When school districts contemplate budget cuts, well-meaning board members often target instrumental music education as nothing more than a pleasant diversion from the more serious work of learning reading and math. Thus, the ax falls, and band programs are dropped. But a Chicago firm has demonstrated that privatization is another option to consider.
In the early 1980s, an enterprising Chicago musician, John Mose, created Music Education Services Inc. (MES), a private company that combines a mobile music store, repair shop, recruitment center, and certified instruction all under one roof. In the 1997-98 school year, some 2,500 students in more than 80 public and private schools were participating in MES programs.
The company first served private and parochial schools almost exclusively, with about 350 student participants. In 1994, however, Mose mail-solicited public schools, hoping to contract with just one to prove that his program would work in the public sector. The results far exceeded his expectations.
“We ended up adding twelve public schools,” said Mose. “Once people see that the program is working in those buildings, the public school market will be an increasingly large one for us.”

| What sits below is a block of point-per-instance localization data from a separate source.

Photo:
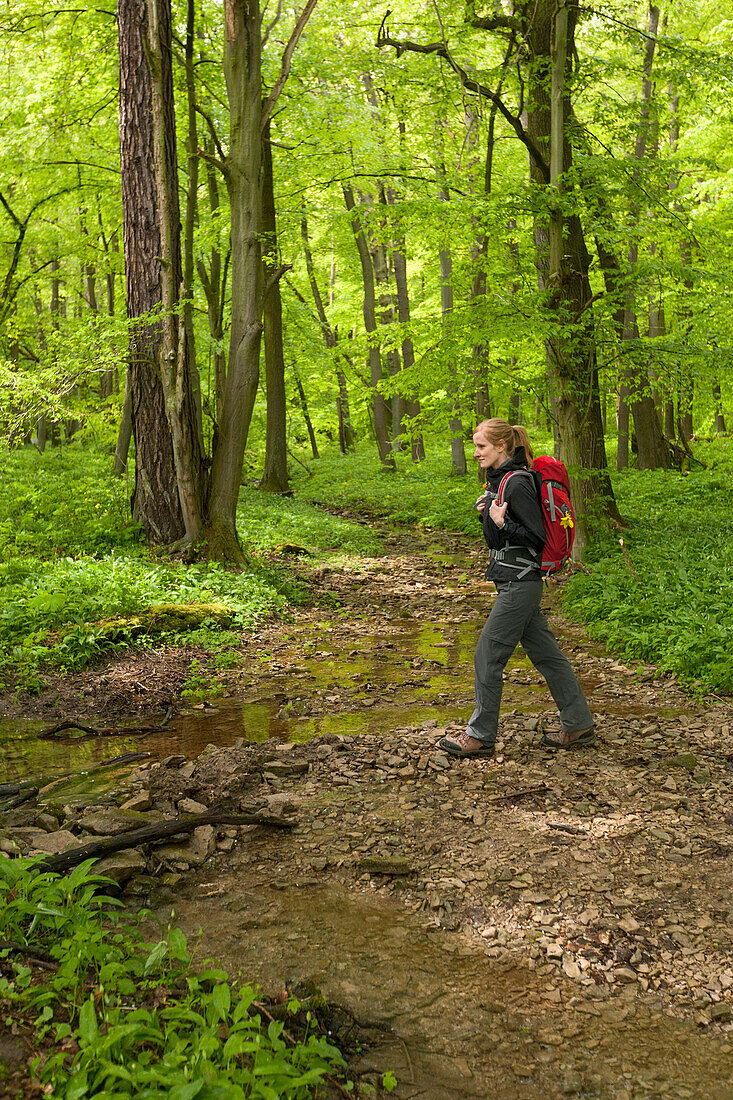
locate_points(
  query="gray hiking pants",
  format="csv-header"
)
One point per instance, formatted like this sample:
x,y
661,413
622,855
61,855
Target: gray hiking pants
x,y
515,618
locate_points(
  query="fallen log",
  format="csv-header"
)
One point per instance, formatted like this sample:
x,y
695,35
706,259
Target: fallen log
x,y
26,795
150,834
516,795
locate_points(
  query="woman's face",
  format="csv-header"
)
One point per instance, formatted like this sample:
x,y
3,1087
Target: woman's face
x,y
489,454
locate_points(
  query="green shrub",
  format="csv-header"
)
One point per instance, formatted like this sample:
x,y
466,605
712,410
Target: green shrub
x,y
677,612
122,1018
70,558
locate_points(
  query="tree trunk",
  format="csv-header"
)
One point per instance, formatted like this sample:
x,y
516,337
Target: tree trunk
x,y
652,450
412,405
192,215
623,428
177,369
274,479
331,340
306,414
381,265
458,465
347,438
571,348
155,504
124,432
214,282
720,417
380,410
242,61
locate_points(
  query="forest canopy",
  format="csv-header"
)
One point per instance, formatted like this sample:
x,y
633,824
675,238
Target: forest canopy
x,y
288,230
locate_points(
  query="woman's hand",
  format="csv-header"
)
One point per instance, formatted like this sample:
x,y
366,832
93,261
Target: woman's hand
x,y
498,512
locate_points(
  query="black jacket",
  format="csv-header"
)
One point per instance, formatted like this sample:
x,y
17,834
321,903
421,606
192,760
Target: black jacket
x,y
523,523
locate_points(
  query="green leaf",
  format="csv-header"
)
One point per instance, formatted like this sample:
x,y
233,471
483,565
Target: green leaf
x,y
88,1029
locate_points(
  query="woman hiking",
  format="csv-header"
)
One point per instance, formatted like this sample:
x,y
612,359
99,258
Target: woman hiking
x,y
515,535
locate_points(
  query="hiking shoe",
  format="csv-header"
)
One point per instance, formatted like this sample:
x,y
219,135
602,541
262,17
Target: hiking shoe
x,y
465,746
569,738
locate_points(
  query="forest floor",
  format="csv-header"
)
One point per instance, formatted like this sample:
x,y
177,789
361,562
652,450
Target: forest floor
x,y
536,924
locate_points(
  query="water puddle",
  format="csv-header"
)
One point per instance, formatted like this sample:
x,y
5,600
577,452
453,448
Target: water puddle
x,y
371,684
458,1024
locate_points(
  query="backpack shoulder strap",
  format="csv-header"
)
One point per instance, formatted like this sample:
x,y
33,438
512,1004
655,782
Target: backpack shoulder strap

According to MES employee Lori Zlotow, the contracted schools use a variety of funding mechanisms. In some cases, the entire cost of the program is paid by involved parents through a yearly band tuition, with the schools making no contribution. Other schools fund half the program and bill the band parents for the rest. Some schools fund the program entirely, with no parent contributions.
“It has proven a huge success when many previous programs have failed,” noted Zlotow.
Two years ago, when $1.4 million was cut in West Chicago Elementary School District #33, MES was hired to fill the gap. During its two years of service in the district, the MES program has been funded entirely through a parental tuition plan; the district provides only school time and facilities. District Superintendent John Hennig noted that parents have been very supportive of the program, and that the teachers were very involved in all deliberations.
“We did have the potential that the union would have filed an unfair labor practice,” said Hennig, “but that would have meant there would have been no program at all.”
Music Education Services has won praise from the public and private sectors. “It succeeds because of John,” stated Eileen Gully, principal of Chicago’s Holy Ghost School. “He cares a lot about music and what kids focus on with music.”